# Generate Flow-Centric DCN Benchmark Traffic

In this example, we will use `TrafPy` to generate the flow-centric data centre network benchmark traffic traces (University, Private Enterprise, Commercial Cloud, and Social Media Cloud) for a custom network topology. We will then save these traffic traces as .pickle files, which can then be imported into any simulation, emulation, or experimentation environment/test bed independently of `TrafPy`. We will also organise the demonstrated traffic into time slots and generate an sqlite data base which we can save to our disk and access during a simulation, thereby enabling us to scale to very large simulation sizes.

To do this, we will need to use the `trafpy.generator` and `trafpy.benchmarker` modules.

In [1]:
import trafpy.generator as tpg
from trafpy.benchmarker import BenchmarkImporter

## 1. Define the Network

Consider that you have a network with $n_{n}=64$ end points/machines/leaf nodes, and that you've defined your network externally to TrafPy, but you would like to use TrafPy to generate the University, Private Enterprise, Commercial Cloud, and Social Media Cloud traffic traces for your network.
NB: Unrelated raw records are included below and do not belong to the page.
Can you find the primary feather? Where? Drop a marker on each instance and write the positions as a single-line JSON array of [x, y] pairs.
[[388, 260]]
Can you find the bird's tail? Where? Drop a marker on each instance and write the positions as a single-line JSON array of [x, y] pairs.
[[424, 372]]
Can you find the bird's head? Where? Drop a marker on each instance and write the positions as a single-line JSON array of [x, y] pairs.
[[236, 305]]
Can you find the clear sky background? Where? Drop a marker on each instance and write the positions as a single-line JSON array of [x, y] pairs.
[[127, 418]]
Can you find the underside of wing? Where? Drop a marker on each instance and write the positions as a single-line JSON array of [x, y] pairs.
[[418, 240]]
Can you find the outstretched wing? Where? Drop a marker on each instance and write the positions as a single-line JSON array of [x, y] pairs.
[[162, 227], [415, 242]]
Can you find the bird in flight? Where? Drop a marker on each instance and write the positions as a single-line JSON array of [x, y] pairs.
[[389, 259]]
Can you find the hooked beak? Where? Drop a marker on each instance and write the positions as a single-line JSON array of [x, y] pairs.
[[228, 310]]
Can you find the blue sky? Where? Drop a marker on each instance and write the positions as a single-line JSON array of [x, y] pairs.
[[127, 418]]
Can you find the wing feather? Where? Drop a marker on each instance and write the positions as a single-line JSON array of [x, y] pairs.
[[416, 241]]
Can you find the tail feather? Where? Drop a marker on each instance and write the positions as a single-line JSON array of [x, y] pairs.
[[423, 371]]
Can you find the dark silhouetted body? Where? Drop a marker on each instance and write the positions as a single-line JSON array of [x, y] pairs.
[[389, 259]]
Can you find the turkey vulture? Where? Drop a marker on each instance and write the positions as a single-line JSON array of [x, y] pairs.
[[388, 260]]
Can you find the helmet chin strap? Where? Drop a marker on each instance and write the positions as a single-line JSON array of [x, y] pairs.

Regardless of your network's topology, we can use the `trafpy.generator.gen_arbitrary_network()` function to initialise an arbitrary representation of your network which TrafPy can recognise and create traffic data for.

Start by setting how many end points are in your network:

In [2]:
num_eps = 64

### (Optional) End Point Clusters/Racks
In the context of data centre networks, it is common to cluster end points/machines into *racks*. This can lead to varying levels of end point and end point pair traffic loads (e.g. inter vs. intra-rack traffic load). `TrafPy` lets you group your end points into racks by providing a `racks_dict` dictionary which maps racks (keys) to the list of end points (values) within each rack. If your network did not have any clustering/racks, you could simply set `racks_dict=None`, but consider that your $n_{n}=64$ network has 8 servers per rack (8 racks overall).

In [3]:
racks_dict, num_racks = {}, 8
eps_per_rack = int(num_eps/num_racks)
for rack in range(num_racks):
    racks_dict[rack] = [ep for ep in range(rack*eps_per_rack, (rack*eps_per_rack)+eps_per_rack)]
print(racks_dict)

{0: [0, 1, 2, 3, 4, 5, 6, 7], 1: [8, 9, 10, 11, 12, 13, 14, 15], 2: [16, 17, 18, 19, 20, 21, 22, 23], 3: [24, 25, 26, 27, 28, 29, 30, 31], 4: [32, 33, 34, 35, 36, 37, 38, 39], 5: [40, 41, 42, 43, 44, 45, 46, 47], 6: [48, 49, 50, 51, 52, 53, 54, 55], 7: [56, 57, 58, 59, 60, 61, 62, 63]}


### Network Bandwidth Capacity

Each link in your network will have (1) some bandwidth capacity per link channel (the maximum rate of information transfer per unit time on each channel) $C_{c}$, and (2) some number of channels per link $n_{c}$. `TrafPy` will assume that your links are *bidirectional*, meaning traffic can simultaneously be outbound and inbound from/to a given end point, therefore each link channel's bandwidth is split between the end points' transceiver (source) and receiver (destination) port. Consider that your network has link channel capacity $C_{c}=1250$ and $n_{c}=1$ channels:

In [4]:
ep_capacity = 1250

You can now initialise your network in a format recognised by `TrafPy` using the `trafpy.generator.gen_arbitrary_network()` function:

In [5]:
net = tpg.gen_arbitrary_network(num_eps=num_eps, ep_capacity=ep_capacity, racks_dict=racks_dict)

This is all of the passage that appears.